Rośnie czarny rynek handlu bronią. Dostęp do niej – teoretycznie – jest coraz łatwiejszy, ale policja skutecznie walczy z handlarzami!
17 września 2018
Każdego roku Centralne Biuro Śledcze Policji rozbija wiele grup przestępczych, m.in. handlujących nielegalną bronią. W 1991 roku policja odzyskała 35 pistoletów maszynowych i ponad 1300 sztuk innej. Później przechwytywała coraz więcej. W 1995, gdy odzyskano ponad 3500 sztuk broni, w 2000 roku – 114 pistoletów maszynowych, a w 2016 roku CBŚP przechwyciło 552 sztuki broni i ponad 44 tys. sztuk amunicji (rok wcześniej o 210 sztuk broni mniej i dwa razy mniej amunicji).
Dużą część broni zabezpieczono nie u członków gangu czy przestępców, ale u tzw. zwykłych ludzi, kolekcjonerów lub miłośników broni. Wiele osób podczas akcji policji z zaskoczeniem dowiadywało się, że posiada nielegalną broń. Dużym problemem jest zalew przerabianej broni z Czech i Słowacji, nazywanej tam „bronią nieoperacyjną” lub „dezaktywowaną”. To pistolety czy karabiny wyprodukowane w zakładach zbrojeniowych, ale teoretycznie pozbawione cech bojowych. Na Słowacji może ją kupić każdy, kto ukończył 18 lat.
Najbardziej znanym w Polsce przypadkiem kradzieży broni jest napad na warszawską jednostkę wojskową na Bemowie. Kradzieże to nie wszystko (a wręcz sporadyczne przypadki). Częściej można spotkać się z próbami nielegalnego transportu broni do Polski. Problem jest mniejszy niż ćwierć wieku temu, kiedy w latach 90. grupy albańskie czy jugosłowiańskie również przerzucały broń dla świata przestępczego.
Ostatnie włamanie do magazynu z bronią miało miejsce w kwietniu 2018 roku w miejscowości Debrzno-Wieś koło Złotowa (woj. wielkopolskie). Z magazynu firmy handlującej bronią, która zaopatruje wojsko, zginęły pistolety maszynowe typu Rak (czyli PM-63 – broń polskiej konstrukcji produkowana do połowy lat 70. XX wieku) razem z amunicją oraz granaty wojskowe. Amunicję i uzbrojenie przechowywano w lotniczym hangarze na terenie dawnego lotniska. Powojskowe zabudowania niedawno przejęła firma, która przeniosła się ze Śląska do Wielkopolski. Ma ona wszystkie certyfikaty potrzebne do przechowywania i handlu bronią. Policja nie podaje szczegółów w tej sprawie.
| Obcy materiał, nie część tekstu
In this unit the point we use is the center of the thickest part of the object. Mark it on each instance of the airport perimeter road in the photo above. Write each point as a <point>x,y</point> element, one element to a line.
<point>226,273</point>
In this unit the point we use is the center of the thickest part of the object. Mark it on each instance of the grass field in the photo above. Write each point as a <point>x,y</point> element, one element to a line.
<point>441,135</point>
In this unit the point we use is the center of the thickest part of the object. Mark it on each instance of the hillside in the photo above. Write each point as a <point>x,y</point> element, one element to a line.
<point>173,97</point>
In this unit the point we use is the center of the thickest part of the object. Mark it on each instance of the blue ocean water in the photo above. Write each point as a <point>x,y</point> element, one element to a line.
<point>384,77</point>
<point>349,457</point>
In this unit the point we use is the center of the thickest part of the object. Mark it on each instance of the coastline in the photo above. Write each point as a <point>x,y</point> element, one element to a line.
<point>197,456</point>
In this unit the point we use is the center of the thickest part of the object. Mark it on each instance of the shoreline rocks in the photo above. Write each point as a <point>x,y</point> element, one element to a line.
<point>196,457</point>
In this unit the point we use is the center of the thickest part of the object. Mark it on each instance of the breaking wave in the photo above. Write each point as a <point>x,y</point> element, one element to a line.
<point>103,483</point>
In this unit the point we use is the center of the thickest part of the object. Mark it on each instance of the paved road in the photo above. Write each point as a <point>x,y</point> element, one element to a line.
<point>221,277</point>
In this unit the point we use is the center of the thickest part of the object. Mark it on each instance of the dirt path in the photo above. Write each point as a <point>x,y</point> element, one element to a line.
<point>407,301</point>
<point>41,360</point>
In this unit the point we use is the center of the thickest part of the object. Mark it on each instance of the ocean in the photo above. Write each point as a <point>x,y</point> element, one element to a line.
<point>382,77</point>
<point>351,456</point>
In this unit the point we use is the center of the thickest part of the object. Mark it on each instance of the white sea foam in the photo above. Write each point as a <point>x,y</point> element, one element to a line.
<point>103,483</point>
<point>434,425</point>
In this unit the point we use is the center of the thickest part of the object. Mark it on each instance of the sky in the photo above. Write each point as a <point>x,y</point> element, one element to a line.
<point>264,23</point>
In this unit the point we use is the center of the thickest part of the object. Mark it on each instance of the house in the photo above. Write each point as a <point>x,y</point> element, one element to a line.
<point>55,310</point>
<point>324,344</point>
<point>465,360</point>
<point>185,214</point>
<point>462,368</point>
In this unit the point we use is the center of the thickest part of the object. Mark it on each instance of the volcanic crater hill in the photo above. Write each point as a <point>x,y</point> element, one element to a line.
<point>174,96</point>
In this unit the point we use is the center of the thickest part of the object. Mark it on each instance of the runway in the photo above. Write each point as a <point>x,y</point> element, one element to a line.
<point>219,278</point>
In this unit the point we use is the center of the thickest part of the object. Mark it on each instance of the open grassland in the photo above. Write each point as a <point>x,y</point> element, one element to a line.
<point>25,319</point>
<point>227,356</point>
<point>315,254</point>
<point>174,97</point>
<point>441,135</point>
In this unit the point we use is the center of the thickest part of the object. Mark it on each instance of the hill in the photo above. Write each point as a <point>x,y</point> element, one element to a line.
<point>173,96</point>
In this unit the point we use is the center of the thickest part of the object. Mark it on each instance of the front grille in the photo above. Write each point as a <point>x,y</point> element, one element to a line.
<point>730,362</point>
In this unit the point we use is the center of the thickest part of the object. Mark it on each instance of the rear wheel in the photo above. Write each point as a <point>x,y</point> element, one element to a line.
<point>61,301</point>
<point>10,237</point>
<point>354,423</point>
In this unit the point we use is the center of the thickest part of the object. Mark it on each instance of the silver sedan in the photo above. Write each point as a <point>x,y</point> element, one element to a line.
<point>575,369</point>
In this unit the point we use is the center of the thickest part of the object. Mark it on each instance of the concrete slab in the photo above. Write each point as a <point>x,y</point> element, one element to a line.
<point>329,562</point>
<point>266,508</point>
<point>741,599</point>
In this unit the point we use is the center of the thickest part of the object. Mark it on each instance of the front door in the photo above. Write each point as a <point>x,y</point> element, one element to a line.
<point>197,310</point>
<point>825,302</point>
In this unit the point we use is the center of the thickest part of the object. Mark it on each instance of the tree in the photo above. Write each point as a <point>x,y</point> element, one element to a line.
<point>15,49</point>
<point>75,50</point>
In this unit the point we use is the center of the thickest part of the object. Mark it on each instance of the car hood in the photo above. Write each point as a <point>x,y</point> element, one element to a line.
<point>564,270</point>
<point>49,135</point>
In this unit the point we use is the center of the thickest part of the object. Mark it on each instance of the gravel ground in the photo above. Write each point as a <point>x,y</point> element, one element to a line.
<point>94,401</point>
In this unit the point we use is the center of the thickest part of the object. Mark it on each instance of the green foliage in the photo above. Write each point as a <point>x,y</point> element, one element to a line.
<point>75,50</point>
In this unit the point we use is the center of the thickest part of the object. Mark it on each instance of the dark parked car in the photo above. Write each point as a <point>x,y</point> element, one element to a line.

Kradzieże broni to nie jest tylko polski problem. Niemiecki rejestr broni, pod koniec stycznia 2018 roku, wykazywał 24 531 sztuk broni, która została zgłoszona jako zaginiona lub skradziona. Najnowsze statystyki wskazują na wzrost rzędu 18 proc. w porównaniu z rokiem ubiegłym. W większości przypadków chodzi o zgubienie broni. Jedna piąta przypadków to kradzież.